Red is the hardest color to hit in the dye sub printing game . I can do awesome Neon Pink. Want to trade? Your red for my Pink. funny.


----------



## mgparrish (Jul 9, 2005)

amodernstyle said:


> Hello,
> 
> I'm having a Hugh issue with Hot Pink or a brighter deeper pink always sublimating red on phone cases and let tags.
> 
> ...


 If you are not able to print from photoshop how do you apply your ICC profile?


----------



## pisquee (Jan 8, 2012)

This is pointing to a colour management/print problem.
You need to fix your not being able to print problem.
Drop PowerDriver and print with the Sawgrass ICC from Photoshop to the Ricoh driver.
If you have a good screen which is calibrated, and have the ICC in Photoshop, then you should see the printable colours with PS in proofing mode.


----------



## mgparrish (Jul 9, 2005)

pisquee said:


> This is pointing to a colour management/print problem.
> You need to fix your not being able to print problem.
> Drop PowerDriver and print with the Sawgrass ICC from Photoshop to the Ricoh driver.
> If you have a good screen which is calibrated, and have the ICC in Photoshop, then you should see the printable colours with PS in proofing mode.

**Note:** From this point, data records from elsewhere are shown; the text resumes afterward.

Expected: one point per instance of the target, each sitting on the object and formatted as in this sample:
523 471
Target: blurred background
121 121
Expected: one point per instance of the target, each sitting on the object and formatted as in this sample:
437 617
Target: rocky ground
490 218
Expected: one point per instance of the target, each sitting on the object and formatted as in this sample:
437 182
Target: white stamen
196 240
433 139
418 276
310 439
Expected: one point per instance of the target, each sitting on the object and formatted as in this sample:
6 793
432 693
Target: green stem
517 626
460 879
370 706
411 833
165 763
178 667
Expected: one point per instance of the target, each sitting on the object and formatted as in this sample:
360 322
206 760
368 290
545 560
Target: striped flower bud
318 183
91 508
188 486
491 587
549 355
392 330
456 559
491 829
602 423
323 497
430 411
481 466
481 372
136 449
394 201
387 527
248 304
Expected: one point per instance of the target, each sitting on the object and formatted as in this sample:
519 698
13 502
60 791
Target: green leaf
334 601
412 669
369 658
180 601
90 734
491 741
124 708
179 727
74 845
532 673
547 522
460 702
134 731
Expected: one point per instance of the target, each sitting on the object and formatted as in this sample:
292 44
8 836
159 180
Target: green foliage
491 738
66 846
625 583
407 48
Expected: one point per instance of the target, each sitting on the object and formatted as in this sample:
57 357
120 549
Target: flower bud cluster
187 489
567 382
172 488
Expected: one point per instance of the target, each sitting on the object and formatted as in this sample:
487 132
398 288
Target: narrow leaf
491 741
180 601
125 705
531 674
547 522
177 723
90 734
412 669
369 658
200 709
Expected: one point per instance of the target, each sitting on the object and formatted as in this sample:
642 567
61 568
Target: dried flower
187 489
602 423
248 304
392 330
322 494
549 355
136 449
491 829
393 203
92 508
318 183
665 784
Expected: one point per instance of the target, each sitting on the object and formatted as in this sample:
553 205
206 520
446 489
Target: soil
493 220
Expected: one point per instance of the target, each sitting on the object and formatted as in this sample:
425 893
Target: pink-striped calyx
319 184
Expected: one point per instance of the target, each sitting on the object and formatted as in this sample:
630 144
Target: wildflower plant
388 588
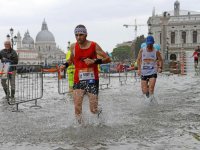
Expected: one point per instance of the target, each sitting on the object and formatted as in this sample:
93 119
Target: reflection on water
126 122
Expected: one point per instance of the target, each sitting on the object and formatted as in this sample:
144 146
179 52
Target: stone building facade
181 31
43 51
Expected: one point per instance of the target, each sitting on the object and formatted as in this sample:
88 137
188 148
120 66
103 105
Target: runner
86 79
70 72
149 63
196 58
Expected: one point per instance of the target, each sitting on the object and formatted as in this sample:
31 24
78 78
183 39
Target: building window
172 37
184 37
194 35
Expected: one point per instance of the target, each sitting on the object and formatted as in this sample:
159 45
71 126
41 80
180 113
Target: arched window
172 37
194 36
184 37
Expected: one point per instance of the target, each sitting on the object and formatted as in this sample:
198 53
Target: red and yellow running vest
80 55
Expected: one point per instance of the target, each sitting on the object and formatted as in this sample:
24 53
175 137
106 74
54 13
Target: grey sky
104 19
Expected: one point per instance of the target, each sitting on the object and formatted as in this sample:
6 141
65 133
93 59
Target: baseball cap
149 40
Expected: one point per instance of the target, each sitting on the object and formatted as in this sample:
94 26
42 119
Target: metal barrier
123 77
28 84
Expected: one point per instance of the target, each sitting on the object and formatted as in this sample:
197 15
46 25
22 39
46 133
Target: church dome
44 35
27 39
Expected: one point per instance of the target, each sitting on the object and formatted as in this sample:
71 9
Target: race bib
86 75
4 70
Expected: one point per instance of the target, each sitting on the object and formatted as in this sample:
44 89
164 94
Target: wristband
98 61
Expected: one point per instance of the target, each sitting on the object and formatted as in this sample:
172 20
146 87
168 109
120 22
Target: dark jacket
9 56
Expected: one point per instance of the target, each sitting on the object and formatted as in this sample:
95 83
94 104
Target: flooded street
125 124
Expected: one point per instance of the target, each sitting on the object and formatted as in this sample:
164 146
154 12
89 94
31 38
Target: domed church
43 51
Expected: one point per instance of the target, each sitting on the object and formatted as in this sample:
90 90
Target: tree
121 53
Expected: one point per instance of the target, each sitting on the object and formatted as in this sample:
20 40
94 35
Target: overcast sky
104 19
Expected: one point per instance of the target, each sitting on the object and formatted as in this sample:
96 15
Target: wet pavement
125 124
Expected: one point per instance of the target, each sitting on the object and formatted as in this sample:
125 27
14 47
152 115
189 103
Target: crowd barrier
28 84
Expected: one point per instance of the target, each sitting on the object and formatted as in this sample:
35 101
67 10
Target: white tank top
148 68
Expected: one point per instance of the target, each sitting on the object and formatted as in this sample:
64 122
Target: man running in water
149 63
86 79
196 58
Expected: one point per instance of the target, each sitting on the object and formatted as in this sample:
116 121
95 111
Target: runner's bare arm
70 60
160 60
105 58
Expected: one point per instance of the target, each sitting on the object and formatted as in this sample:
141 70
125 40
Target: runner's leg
78 95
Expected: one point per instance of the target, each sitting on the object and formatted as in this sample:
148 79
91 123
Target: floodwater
125 124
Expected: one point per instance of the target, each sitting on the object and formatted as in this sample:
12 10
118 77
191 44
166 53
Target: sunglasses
79 34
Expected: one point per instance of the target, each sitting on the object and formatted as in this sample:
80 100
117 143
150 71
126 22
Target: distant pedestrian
9 55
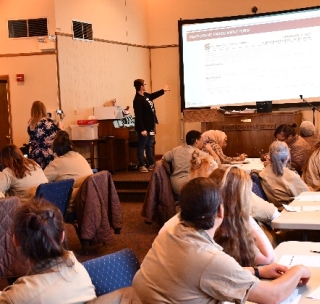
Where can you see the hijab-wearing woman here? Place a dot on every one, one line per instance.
(21, 176)
(311, 169)
(218, 141)
(42, 131)
(55, 276)
(299, 148)
(239, 234)
(280, 183)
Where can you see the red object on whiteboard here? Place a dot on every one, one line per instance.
(87, 122)
(20, 77)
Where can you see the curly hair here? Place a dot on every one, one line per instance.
(38, 227)
(201, 166)
(279, 154)
(13, 158)
(234, 234)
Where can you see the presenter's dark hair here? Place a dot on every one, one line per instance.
(38, 228)
(199, 202)
(192, 136)
(286, 129)
(62, 143)
(138, 83)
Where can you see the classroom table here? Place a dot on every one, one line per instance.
(249, 164)
(304, 220)
(303, 248)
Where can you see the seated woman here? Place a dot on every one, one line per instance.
(280, 183)
(201, 166)
(21, 176)
(311, 169)
(56, 276)
(67, 164)
(180, 158)
(239, 234)
(307, 132)
(217, 140)
(192, 267)
(299, 148)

 I think Power Driver is not offered on the MAC for Ricoh's, only ICC profiles. Does seem odd not being able to print from PS, but then again I don't MAC.


----------



## amodernstyle (Jun 27, 2014)

It's very strange and I was on the phone with every customer service for hours trying to figure out the issue and no one could help. I've just been printing from a jpg file saved which has cause some color issues but has done the trick.

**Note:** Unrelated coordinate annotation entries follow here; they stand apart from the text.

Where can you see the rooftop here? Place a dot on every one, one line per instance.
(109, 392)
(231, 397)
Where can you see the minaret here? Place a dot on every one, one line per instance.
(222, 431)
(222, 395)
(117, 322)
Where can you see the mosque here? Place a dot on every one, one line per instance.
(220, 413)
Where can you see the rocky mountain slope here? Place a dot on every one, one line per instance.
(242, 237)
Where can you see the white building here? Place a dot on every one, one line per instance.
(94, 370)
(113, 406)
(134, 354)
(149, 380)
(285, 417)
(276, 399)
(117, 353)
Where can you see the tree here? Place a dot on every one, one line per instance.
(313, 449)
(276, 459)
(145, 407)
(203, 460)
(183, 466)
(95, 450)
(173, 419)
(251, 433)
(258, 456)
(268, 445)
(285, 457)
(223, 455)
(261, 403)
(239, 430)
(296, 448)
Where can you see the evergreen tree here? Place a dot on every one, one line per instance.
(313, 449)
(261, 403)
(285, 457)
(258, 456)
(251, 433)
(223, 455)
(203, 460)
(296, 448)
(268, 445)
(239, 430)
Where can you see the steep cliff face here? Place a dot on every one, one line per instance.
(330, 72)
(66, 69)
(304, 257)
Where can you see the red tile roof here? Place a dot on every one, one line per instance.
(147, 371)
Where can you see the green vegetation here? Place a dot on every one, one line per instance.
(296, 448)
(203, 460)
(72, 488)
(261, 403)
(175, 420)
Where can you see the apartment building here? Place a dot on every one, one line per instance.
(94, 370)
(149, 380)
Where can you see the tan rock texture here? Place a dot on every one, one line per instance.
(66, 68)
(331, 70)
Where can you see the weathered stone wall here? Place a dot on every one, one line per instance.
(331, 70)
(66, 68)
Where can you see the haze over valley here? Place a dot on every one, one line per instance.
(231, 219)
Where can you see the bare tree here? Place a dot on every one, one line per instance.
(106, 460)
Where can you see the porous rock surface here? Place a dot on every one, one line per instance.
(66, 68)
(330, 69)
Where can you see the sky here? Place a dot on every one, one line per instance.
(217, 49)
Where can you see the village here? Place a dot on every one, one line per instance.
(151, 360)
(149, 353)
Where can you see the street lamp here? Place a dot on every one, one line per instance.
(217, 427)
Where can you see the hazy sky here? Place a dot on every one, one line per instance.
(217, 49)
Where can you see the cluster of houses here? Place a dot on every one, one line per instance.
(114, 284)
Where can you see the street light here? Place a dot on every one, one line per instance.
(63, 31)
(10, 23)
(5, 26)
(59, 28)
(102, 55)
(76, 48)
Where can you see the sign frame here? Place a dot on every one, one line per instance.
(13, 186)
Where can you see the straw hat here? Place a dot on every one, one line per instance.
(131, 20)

I've been working on Photoshop CS4 because that's what I'm use to and didn't want to upgrade, I didn't like CS5 when it came out but I finally bit the bullet and downloaded a free trail of CC and I can not print from photoshop directly and my pink is pink!!! Thank goodness I guess I will just have to get use to Photoshop CC and pay for the upgrade. 

Thanks for your help.


----------



## Doug78 (May 8, 2014)

That's funny because I was having trouble getting a good bright red and I had a design that had pink in it and it came out the best red I could get. 

So now that onscreen "pink" is my go to red. hahaha


----------



## amodernstyle (Jun 27, 2014)

Yea, it seems like more people have the the issue with red printing pink when I did a google search for help before posting that's all I could find


----------



## SunState (Mar 5, 2014)

I didn't start getting my colors correct until I started printing PS files to PS when I was new to this. Back then as a newbie I went through PS Elements and it helped a lot. Now I print through Illustrator and all my colors are correct all the time.


----------



## pisquee (Jan 8, 2012)

Can you expand on your can't print from Photoshop problem .... what is the problem exactly? does PS crash? does it not let yo select the printer? does it just not do anything when you send to print?


----------



## djque (Feb 5, 2013)

I print from PS all the time.cs5.1


----------



## amodernstyle (Jun 27, 2014)

The issue with Photoshop CS4 was it just would do nothing, you would click on print go through the steps and nothing would happen at all. Still don't know what the issue was but since I have switched to CC there have been no issues with printing.


----------